The drawn_contours.png are the contours of the original image drawn which is the correct and expected mask. The coco_out.png is the output when decoding the segmentation from the coco dataset. When looking at the images the coco_out.png is missing just a few pixels which is not usable for many datasets that require accurate segmentation. Of course you are not the authors of the pycocotools but since this is a data format very often used in this repo I've asked myself if this is a known problem (I've opened a smiliar issue in the cocoapi repo).
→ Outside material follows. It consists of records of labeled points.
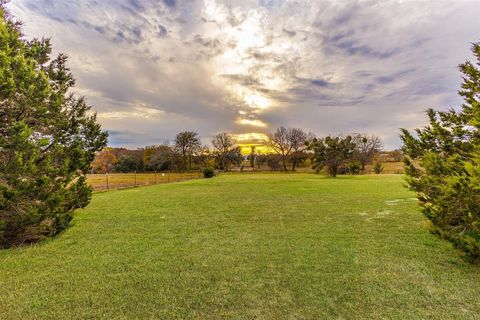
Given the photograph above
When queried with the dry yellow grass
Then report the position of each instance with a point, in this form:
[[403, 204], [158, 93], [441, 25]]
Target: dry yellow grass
[[101, 182]]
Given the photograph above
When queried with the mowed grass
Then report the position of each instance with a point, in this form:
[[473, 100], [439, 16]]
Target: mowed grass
[[297, 246]]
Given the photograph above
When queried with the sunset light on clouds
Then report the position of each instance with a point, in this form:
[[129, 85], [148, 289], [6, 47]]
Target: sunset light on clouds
[[154, 68]]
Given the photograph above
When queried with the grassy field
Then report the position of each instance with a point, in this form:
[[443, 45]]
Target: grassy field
[[258, 246]]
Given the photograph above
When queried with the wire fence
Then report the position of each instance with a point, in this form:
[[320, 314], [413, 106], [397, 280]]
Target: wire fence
[[111, 181]]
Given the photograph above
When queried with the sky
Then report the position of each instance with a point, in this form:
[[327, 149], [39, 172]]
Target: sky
[[153, 68]]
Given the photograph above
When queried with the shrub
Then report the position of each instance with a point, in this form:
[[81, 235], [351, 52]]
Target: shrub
[[208, 173], [48, 139], [378, 168], [443, 166]]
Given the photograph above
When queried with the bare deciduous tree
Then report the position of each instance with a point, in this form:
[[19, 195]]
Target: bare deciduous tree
[[280, 142], [224, 146], [297, 138], [187, 143], [367, 146]]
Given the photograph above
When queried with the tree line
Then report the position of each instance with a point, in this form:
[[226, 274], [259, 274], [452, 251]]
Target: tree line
[[288, 148]]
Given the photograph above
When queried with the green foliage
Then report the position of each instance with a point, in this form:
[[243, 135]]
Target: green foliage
[[208, 173], [355, 167], [378, 168], [331, 152], [443, 166], [244, 246], [126, 163], [48, 139]]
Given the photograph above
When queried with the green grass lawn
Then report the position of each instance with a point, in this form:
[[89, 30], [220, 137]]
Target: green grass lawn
[[260, 246]]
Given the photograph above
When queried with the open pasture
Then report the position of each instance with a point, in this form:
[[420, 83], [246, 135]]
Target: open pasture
[[263, 246]]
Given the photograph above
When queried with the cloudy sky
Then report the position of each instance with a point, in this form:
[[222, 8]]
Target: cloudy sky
[[152, 68]]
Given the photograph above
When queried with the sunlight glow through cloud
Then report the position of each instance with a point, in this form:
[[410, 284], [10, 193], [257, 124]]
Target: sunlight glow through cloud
[[151, 69]]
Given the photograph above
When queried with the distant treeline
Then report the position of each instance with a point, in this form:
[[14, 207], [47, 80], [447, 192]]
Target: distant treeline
[[289, 149]]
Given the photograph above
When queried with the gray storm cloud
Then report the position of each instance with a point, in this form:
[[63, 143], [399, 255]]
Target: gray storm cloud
[[154, 68]]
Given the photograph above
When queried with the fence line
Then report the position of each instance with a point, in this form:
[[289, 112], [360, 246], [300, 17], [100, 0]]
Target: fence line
[[110, 181]]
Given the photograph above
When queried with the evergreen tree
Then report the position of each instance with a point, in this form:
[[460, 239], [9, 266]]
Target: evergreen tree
[[48, 139], [443, 165]]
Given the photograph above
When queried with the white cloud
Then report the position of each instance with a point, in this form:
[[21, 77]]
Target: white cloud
[[153, 69]]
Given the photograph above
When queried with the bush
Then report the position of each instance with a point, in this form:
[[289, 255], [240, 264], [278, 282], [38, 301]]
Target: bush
[[378, 168], [443, 166], [208, 173], [48, 139]]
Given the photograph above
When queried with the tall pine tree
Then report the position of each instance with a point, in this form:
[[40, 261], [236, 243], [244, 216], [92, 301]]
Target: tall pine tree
[[443, 165], [48, 139]]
If a made an error please let me know :) Thanks

Appendix if you don't want to create the output images. To see the difference quickly switch between them: The coco_out.png coco_out The drawn_contours.png drawn_contours

The output more visible on my dataset with cells: The output when decoding mask with pycocotools: coco The original output like it should be: original

ZwwWayne commented 2 years ago

Hi @PhilippMarquardt , Indeed it is not very accurate if you convert the mask from bitmap to counter first then convert it back to bitmap. Actually you can choose directly encode the mask into RLE format which should be more accurate.